The legal advisors of the applicant were undoubtedly confronted with a dilemma in this case; had they confined themselves in the Court of Criminal Appeal to arguing the ground which is now the subject of the certified point and failed to persuade this court that the Court of Criminal Appeal were wrong in the conclusion they reached, they would have been deprived of the retrial to which the Court of Criminal Appeal held them entitled on one of the other grounds actually argued. It is understandable that they should have sought in this court to argue the certified point while maintaining at the same time the applicant's right to a retrial, whether or not they succeeded in the appeal to this court. One can indeed have some sympathy with the position of an applicant who faces a retrial in the knowledge that the Court of Criminal Appeal have taken the view that the law is sufficiently uncertain to require an authoritative decision by this court without the uncertainty being resolved at that level. Those considerations, however, cannot justify the court in attributing to the legislature an intention to confer a right of appeal by section 29 which is plainly outside the ambit of the section as enacted.
I am satisfied that s. 29 of the Courts of Justice Act, 1924 conferred no such right of appeal on an applicant where his conviction had been quashed and a retrial ordered by the Court of Criminal Appeal. I would resolve the preliminary issue as to jurisdiction accordingly.
THE SUPREME COURT
[S.C. No. 93 of 2004]
Keane, C.J.
Denham, J.
Murray, J.
Hardiman, J.
Fennelly, J.
BETWEEN
THE PEOPLE (AT THE SUIT OF THE DIRECTOR OF PUBLIC PROSECUTIONS)
Respondent
and
LIAM CAMPBELL
Applicant/Appellant
JUDGMENT delivered on the 23rd day of April, 2004 by FENNELLY J.

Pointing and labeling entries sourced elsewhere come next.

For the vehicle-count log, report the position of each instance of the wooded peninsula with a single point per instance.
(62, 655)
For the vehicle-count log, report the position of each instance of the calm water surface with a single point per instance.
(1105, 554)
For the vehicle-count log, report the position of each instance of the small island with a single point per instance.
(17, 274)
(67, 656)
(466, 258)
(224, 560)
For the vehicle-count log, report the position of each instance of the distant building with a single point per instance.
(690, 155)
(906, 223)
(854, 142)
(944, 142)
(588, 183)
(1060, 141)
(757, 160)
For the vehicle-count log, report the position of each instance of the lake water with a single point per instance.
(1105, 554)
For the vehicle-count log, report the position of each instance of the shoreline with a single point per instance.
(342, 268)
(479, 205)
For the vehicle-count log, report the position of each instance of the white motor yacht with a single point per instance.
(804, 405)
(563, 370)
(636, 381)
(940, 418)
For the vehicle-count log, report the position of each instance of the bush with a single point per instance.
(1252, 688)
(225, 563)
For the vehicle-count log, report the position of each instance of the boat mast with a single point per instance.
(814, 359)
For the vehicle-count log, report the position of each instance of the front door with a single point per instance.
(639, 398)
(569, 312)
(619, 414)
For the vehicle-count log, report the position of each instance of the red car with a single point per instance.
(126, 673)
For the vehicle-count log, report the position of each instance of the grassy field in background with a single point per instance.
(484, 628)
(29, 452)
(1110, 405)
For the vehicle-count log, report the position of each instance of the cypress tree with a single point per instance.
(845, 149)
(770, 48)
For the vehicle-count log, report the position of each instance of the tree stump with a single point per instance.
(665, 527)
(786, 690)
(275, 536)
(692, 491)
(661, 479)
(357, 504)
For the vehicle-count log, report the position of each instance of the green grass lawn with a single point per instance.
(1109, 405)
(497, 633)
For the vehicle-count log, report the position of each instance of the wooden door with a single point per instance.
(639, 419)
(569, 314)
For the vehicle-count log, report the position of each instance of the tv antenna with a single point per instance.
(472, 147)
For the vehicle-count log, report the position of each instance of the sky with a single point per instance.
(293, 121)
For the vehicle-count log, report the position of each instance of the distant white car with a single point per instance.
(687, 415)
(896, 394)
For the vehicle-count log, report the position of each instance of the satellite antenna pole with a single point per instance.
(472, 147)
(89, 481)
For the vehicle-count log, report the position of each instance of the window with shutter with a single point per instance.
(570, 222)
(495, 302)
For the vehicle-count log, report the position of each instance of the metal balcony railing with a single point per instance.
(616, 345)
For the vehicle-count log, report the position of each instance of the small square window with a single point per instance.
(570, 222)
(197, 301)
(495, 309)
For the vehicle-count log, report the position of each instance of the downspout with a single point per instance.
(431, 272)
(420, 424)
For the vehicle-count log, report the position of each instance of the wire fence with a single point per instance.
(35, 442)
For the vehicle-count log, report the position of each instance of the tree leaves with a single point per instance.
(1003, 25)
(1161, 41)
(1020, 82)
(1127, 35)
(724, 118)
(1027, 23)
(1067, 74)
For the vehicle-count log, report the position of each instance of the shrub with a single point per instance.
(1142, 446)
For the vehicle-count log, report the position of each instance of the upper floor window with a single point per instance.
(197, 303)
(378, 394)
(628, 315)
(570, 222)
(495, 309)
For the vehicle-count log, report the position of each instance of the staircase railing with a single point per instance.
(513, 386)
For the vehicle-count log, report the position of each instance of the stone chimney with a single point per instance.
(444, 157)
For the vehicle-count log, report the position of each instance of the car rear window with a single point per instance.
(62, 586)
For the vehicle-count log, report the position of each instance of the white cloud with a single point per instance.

I entirely agree with the Chief Justice that section 29 of the Courts of Justice Act, 1924 confers no jurisdiction on this Court to entertain an appeal from a judgment from a determination of the Court of Criminal Appeal which allows an appeal.
This result is unfortunate and undesirable. Mr Michael O'Higgins rightly emphasised the burden that it places on the Applicant. The judgment of the Court of Criminal Appeal decided the certified point against the Applicant. The Special Criminal Court at the retrial is likely to feel bound by that decision. In the event of a conviction, there will have to be a further appeal to the Court of Criminal Appeal. It may then be possible to have the matter, clearly a matter of exceptional public importance, certified anew to this Court.
These and other limitations of the section could readily be remedied by amending legislation.